The Financial Times reports that UANI’s latest target is none other than the House of Klynveld and the lobby group sent a letter to Tim Flynn stating their displeasure with KPMG’s ties to their independent member firm in Iran, Bayat Rayan.
Flynn, who is stepping down as the Chairman of KPMG this summer, probably isn’t too psyched to have the firm lumped into the cross-hairs of UANI, who has relentlessly pressured companies to stop doing business in Iran.
The FT reported that the UANI set its sights on KPMG “after [a] week-long campaign against Ingersoll Rand ended with the Dublin-based diversified industrial company announcing on March 8 it was instructing its subsidiaries not to sell products ultimately destined for Iran.”
We contacted KPMG for comment but have not yet heard back regarding a response from the firm.

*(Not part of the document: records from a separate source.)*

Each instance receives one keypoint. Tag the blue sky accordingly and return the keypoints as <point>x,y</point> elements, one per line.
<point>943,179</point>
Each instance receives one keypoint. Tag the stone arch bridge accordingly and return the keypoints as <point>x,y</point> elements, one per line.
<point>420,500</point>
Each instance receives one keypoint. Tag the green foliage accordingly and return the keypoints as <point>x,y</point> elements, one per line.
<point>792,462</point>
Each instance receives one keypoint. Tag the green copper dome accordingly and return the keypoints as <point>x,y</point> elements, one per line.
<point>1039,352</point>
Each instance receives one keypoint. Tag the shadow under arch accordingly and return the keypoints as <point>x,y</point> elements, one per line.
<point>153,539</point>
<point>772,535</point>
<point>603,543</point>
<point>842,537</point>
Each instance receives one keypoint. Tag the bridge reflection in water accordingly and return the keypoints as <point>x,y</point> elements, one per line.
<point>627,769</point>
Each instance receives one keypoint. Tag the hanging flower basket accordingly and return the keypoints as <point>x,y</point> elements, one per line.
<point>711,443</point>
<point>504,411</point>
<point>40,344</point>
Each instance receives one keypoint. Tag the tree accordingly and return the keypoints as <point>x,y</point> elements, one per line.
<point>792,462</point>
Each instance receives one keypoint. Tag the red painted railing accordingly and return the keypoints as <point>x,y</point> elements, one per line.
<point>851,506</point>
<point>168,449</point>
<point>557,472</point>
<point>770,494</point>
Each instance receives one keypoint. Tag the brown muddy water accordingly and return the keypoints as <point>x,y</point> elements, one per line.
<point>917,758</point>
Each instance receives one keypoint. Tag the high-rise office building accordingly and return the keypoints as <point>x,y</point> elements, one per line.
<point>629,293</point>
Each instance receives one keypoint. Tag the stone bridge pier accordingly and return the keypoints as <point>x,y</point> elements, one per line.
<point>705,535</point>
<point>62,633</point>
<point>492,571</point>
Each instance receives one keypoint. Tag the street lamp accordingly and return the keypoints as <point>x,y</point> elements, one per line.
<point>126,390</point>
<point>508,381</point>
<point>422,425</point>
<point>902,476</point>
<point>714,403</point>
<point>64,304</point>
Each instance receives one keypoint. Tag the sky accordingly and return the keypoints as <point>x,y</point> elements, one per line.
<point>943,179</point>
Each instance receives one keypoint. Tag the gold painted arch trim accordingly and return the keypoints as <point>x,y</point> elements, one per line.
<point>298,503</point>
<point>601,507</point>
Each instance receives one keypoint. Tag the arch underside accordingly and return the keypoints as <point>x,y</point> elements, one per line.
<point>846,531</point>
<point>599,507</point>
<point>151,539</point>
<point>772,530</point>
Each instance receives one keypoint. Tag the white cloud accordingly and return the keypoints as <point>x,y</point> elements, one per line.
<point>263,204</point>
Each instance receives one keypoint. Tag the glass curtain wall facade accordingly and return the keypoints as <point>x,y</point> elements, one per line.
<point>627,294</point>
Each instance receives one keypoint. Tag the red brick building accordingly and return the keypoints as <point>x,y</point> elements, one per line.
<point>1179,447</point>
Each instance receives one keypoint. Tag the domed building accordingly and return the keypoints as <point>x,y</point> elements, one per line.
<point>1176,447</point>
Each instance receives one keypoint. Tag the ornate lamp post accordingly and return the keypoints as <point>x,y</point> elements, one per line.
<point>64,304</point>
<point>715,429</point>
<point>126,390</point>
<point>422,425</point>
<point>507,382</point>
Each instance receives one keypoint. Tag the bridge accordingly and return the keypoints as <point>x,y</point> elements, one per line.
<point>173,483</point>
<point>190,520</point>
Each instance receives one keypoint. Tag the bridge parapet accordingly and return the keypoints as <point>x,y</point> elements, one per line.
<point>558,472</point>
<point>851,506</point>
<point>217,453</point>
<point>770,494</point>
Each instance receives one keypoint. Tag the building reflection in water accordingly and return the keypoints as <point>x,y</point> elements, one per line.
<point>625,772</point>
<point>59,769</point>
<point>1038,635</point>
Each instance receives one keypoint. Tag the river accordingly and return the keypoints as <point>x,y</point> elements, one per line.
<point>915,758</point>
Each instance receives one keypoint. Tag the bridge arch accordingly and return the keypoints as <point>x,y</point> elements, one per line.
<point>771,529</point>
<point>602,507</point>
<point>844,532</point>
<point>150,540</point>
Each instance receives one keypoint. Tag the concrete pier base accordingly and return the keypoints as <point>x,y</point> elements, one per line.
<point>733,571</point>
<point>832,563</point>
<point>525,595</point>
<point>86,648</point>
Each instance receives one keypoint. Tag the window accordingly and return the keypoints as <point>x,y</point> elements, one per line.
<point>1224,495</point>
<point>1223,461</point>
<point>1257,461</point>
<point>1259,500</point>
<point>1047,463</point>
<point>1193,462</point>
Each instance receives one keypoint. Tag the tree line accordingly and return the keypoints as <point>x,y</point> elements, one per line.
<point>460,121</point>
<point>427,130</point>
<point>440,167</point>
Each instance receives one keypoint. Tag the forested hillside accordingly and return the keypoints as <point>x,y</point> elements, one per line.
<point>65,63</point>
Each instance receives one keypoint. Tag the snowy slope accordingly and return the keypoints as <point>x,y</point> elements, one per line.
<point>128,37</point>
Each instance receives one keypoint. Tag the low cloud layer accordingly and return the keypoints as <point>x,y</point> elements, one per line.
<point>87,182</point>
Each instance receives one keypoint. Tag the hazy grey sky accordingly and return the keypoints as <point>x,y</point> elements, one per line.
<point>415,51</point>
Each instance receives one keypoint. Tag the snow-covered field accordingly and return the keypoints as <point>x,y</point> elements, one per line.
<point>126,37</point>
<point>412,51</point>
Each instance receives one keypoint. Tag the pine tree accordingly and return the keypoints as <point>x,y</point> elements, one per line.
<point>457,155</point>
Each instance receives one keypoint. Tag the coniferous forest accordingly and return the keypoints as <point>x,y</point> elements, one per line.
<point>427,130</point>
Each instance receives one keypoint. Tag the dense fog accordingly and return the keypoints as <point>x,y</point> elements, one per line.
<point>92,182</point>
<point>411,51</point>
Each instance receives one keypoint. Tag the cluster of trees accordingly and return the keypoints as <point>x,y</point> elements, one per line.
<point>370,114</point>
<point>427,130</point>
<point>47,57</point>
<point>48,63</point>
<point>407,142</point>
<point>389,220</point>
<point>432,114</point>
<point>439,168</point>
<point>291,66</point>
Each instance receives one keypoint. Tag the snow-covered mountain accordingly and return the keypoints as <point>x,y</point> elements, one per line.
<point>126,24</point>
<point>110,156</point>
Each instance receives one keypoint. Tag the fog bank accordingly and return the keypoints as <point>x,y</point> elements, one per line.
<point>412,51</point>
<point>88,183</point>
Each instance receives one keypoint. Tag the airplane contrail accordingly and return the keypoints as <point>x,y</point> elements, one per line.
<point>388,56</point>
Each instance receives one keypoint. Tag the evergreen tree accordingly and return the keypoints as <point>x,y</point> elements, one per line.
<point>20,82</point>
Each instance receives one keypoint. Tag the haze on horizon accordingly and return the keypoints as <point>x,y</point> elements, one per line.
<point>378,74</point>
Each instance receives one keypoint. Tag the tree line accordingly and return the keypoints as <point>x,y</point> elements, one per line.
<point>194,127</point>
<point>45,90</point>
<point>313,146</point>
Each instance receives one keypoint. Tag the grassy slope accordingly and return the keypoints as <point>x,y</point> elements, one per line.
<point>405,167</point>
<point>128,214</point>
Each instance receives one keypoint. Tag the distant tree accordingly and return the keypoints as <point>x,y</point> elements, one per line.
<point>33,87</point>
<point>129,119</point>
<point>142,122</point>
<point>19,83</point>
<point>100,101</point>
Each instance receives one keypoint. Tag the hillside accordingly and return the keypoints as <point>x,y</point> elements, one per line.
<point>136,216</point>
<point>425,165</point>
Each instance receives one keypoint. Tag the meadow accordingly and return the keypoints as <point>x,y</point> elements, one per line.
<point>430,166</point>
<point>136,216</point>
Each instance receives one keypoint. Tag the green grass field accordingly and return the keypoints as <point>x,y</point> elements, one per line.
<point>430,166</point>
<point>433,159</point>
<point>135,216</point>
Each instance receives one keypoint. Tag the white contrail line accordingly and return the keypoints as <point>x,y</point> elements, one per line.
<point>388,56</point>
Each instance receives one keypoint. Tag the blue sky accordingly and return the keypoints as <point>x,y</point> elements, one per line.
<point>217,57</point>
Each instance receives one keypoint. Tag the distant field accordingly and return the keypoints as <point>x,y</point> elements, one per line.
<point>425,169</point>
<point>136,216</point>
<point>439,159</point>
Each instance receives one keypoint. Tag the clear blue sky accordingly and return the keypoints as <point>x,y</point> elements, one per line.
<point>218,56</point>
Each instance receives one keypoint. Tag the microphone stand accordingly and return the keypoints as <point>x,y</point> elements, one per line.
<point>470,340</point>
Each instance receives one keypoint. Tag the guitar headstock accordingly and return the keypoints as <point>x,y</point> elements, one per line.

According to the letter, UANI will take “any and all action we deem necessary to hold KPMG accountable for its inappropriate business relationships with Iran,” which sounds pretty serious. Although we’re not sure what ‘any and all action’ will entail but for T Fly’s sake, we suggest he gets this resolved sooner rather than later. If he doesn’t, he can expect calls from Bill O’Reilly and his mug next to Ahmadinejad’s on the Factor.